Moreover, the extent of chest radiology involvement evaluated according by Scadding’s criteria is able to predict the risk of MOF in sarcoidosis patients independently of BMD. The better association of femoral BMD with disease severity and MOF with respect to lumbar BMD may be explained by the increased occurrence of spondyloarthritis in sarcoidosis patients [37].

Our study has some limitations. Firstly, the cross-sectional nature of the study does not allow the establishing of any causality relationships between the parameters. Secondly, the lack of data about markers of inflammation. Nevertheless, this study presents several strengths: firstly, the large study sample of a rare condition such as sarcoidosis disease; secondly, it was a single-centre study and this may ensure its internal validity; thirdly, has confirmed that the severity of pulmonary involvement is related to the risk of osteoporosis and fragility vertebral fractures.

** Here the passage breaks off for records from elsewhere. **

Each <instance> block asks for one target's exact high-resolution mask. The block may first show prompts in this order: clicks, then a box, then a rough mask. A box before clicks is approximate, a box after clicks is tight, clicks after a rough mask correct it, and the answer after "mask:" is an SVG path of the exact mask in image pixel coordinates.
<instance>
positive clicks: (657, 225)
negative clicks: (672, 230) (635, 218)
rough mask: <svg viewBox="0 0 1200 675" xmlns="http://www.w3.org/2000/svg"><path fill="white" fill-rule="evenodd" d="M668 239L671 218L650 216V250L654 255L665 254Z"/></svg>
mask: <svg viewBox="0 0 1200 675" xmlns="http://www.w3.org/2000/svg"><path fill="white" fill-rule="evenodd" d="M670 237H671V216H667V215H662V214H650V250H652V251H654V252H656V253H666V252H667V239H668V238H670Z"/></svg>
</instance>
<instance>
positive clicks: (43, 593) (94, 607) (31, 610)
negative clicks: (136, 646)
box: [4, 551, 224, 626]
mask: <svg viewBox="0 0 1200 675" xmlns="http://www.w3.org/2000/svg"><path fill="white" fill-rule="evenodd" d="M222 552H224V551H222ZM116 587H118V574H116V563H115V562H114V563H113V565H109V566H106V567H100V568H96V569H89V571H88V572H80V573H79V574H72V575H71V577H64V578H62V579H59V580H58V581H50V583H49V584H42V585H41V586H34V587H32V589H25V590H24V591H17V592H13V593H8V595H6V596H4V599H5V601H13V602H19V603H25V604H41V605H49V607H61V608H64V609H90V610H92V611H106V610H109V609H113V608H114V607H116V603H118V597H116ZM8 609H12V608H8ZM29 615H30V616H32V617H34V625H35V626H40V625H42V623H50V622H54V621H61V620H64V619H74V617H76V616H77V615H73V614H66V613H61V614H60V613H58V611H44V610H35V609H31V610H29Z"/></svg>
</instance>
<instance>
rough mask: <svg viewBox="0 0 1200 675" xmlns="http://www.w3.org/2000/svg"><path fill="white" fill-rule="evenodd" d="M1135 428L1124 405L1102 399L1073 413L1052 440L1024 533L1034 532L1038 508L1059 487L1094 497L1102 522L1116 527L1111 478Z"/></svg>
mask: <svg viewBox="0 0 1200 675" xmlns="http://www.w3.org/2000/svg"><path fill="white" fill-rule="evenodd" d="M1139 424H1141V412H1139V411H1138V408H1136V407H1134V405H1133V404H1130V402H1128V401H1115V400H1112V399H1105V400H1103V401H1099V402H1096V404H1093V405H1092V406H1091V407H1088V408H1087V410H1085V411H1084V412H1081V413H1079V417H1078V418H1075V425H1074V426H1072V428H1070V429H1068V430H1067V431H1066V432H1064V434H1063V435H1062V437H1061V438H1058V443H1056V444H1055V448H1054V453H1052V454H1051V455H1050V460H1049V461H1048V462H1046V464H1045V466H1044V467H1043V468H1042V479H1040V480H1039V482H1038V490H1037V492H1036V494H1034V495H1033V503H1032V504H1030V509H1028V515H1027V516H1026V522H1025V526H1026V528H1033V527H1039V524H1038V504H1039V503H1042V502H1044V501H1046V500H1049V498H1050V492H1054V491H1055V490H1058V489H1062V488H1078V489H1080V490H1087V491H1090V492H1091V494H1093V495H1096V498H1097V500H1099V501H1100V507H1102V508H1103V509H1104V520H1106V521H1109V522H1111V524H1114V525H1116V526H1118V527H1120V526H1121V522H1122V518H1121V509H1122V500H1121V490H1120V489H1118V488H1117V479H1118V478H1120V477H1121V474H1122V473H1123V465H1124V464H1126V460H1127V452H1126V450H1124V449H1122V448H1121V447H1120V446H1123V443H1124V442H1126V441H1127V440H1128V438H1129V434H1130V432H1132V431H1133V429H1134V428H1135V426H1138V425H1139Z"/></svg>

Our data obtained from a large cohort of sarcoidosis patients confirm that MOF and particularly vertebral fracture represent a common and important complication in patients with moderate/severe sarcoidosis. In these patients, the radiological evaluation according to the Scadding’s criteria and the measurements of DLCO could allow to define the risk of MOF and to implement adequate therapeutics strategies.